8 La colpa professionale e lo standard di
riferimento
per la valutazione della diligenza
Nelle pagine che precedono si è spesso fatto rinvio
ad uno standard medio di riferimento, che dovrebbe costituire la discriminante tra la
prestazione diligente e quella al contrario indiligente del professionista in genere.
A maggior ragione nel caso del sanitario, è d'uopo
fare riferimento a tale standard per comparare la sua prestazione a quella che avrebbe
dovuto porre in essere, secondo quanto prescrivono le pratiche comunemente espresse dal
professionista medio[1] appartenente alla categoria di
riferimento che interessa.
Se, invero, vi
sono alcuni principi, quelli deontologici in primis, che debbono costituire il punto di
riferimento principe di qualsiasi attività medica, a prescindere dalla specialità o
campo d'applicazione dell'attività di specie, bisogna tuttavia tenere in considerazione
che l'altissima specializzazione che caratterizza la scienza medica, ha di fatto
consentito d'individuare, nell'ambito delle singole specialità, "comportamenti di
riferimento" di volta in volta peculiari, ed è con tali standard che è necessario
confrontarsi al momento della valutazione. Quest'ultima sarà condotta di norma sulla base
dei pareri espressi da professionisti del settore, nonché da medici legali di adeguata
preparazione, con l'ausilio degli apporti dei periti di parte, non possedendo il
magistrato le necessarie competenze tecniche in materia.

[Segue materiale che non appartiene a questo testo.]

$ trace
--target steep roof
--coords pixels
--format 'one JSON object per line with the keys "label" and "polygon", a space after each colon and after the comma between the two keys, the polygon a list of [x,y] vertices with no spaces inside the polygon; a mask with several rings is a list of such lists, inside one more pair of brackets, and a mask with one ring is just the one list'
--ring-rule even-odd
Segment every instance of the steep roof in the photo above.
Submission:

Ed è su questo punto che si è creato il
comprensibile conflitto con i medici legali e con gli specialisti, chiamati a esprimere i
propri pareri tecnici sull'operato di altri colleghi, in quanto la valutazione tecnica,
che viene condotta ex post, è bene affermarlo, sulla base della documentazione clinica e
dei ricordi del professionista interessato, nonché sulla base dell'eventuale nocumento
derivato al paziente, fondata sulla adeguatezza del comportamento del medico agli standard
che la letteratura medica aggiornata detta sul caso, risulta sempre ardua, forse comunque
parziale, non potendo tenere conto di una serie di variabili ambientali, emotive,
contingenti che sarà compito del giudice tenere in debita considerazione.
La polemica, tra alcuni medici specialisti ed i medici
legali, verte proprio sull'asserita freddezza e rigidità tecnica con la quale il loro
operato è messo a confronto con lo stato dell'arte medica, il "famigerato"
standard di riferimento, che ridurrebbe tale valutazione in una sorta di rigorosa
trasformazione della complessa "arte medica" in una serie di operazioni e di
dati che assolutizzano, per così dire, i comportamenti, secondo canoni tecnici e
formalismi che nella pratica non troverebbero spazio.
Non essendo il
mio compito quello di entrare nel merito di una polemica, che mi troverebbe comunque
assolutamente privo delle competenze necessarie, mi limito a renderne conto in questa
sede, considerata comunque la sua importanza, non senza auspicare un futuro ove collegi
giudicanti da un lato, e consulenti tecnici di parte e d'ufficio dall'altro, unitamente
agli avvocati, possano essere appositamente preparati a svolgere incarichi di tale
delicatezza, che richiederebbero forse delle apposite sezioni ove essere trattati.
Questa
osservazione nasce dal bisogno che il rapporto tra medico e paziente trovi una rinnovata
fiducia, nell'interesse preminente ad un sereno e proficuo svolgimento della professione
medica e più generalmente sanitaria, i cui risvolti sugli interessi della collettività
non abbisognano certo di ulteriore illustrazione.
Avv. Nicola Todeschini
www.studiolegaletodeschini.it
membro dello Studio Legale
Consumerlaw
[1] Cfr. Cass. civ. sez. III, 3 marzo 1995, n. 2466: <<Il medico-chirurgo nell'adempimento delle obbligazioni contrattuali inerenti alla propria attivita' professionale e' tenuto ad una diligenza che non e' solo quella del buon padre di famiglia, come richiesto dall'art. 1176 comma 1 c.c., ma e' quella specifica del debitore qualificato, come indicato dal comma 2 dell'art. 1176, la quale comporta il rispetto di tutte le regole e gli accorgimenti che nel loro insieme costituiscono la conoscenza della professione medica, tenendo conto che il progresso della scienza e della tecnica ha notevolmente ridotto nel campo delle prestazioni medico-specialistiche l'area della particolare esenzione indicata dall'art. 2236 c.c. (nella specie la S.C. ha confermato la sentenza di merito la quale aveva escluso che possa considerarsi problema tecnico di speciale difficolta' per uno specialista ortopedico la corretta terapia della immobilizzazione delle articolazioni di un arto ustionato).>>, Mascali c. Soc. Cristando, in Giust. civ. Mass., 1995, 514.